I was the dealer and rolled the dice,
dictated the fates, the fall and rise
of my kingdom's enemies
and brought them down to their knees.

Now I'm but a lost pauper
due to an ouster mastered by those
whose greed was grossly overflowing.
Their hearts were loudly clamoring
for my head to be served on a golden platter.

But how can this repudiation be?
What have I done to deserve
this great insult given to me?
I have done my best to quench
all their thirsts and requests,
yet their hunger remained unsatisfied.

I refuse to heed their craven calls.
I shall never sell my soul to those
whose eyes can only see gold,
whose hands can only hold
pieces of silver.

And now they feast, their hearts delight
to have my suffering on their sights.
This is the price I have to pay
to keep me from becoming
a puppet on their string.


----------



## apple (Jun 24, 2012)

*Street Performers (Language)*

"Living statues, my arse.
That alabaster bastard moved.
I saw it. A finger twitched."


“Shush, they’ll hear you.
Just give them a pound and then let’s go.”

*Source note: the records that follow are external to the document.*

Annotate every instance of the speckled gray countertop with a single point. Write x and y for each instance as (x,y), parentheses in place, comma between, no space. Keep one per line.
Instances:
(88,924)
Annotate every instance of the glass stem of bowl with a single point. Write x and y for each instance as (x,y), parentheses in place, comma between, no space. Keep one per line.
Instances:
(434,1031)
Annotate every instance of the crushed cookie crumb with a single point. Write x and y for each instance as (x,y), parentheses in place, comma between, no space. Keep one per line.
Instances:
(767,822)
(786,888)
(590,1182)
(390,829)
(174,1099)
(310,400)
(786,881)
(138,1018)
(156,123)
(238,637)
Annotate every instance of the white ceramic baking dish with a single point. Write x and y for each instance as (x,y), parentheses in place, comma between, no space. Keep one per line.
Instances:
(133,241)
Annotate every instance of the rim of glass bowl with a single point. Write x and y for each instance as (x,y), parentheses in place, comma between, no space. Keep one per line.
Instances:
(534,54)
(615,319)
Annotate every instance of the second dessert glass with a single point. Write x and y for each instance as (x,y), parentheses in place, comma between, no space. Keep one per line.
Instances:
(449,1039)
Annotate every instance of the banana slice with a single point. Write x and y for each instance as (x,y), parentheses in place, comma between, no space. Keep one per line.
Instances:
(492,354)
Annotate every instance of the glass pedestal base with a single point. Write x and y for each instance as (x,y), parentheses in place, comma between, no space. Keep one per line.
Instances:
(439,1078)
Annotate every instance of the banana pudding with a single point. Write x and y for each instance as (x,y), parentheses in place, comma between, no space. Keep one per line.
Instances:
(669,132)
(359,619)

“But Mummy, what if they have to pee?
Do they pee right there 
or do they say Kings X, 
then go find a loo?
And why do they wear bed linens, Mum, 
and do those bikes right there belong to them?
If they’re not careful their hems 
will get caught up in the chain
when they ride home.
Are their legs painted white, too? 
And do they paint, You Know Where?
Do they, Mum? Could that be right?
Hey Da, what does alabastard mean?
I remember when you said it.”

“Now careful, dear. Watch your mouth.
Let's just go home."

“Well son, 
why don't you dash up there and give one 
a hearty pinch. Let’s find out together.”

But Da, should I? That one's looking mean!”


----------



## Baron (Jun 26, 2012)

This challenge is now closed.


----------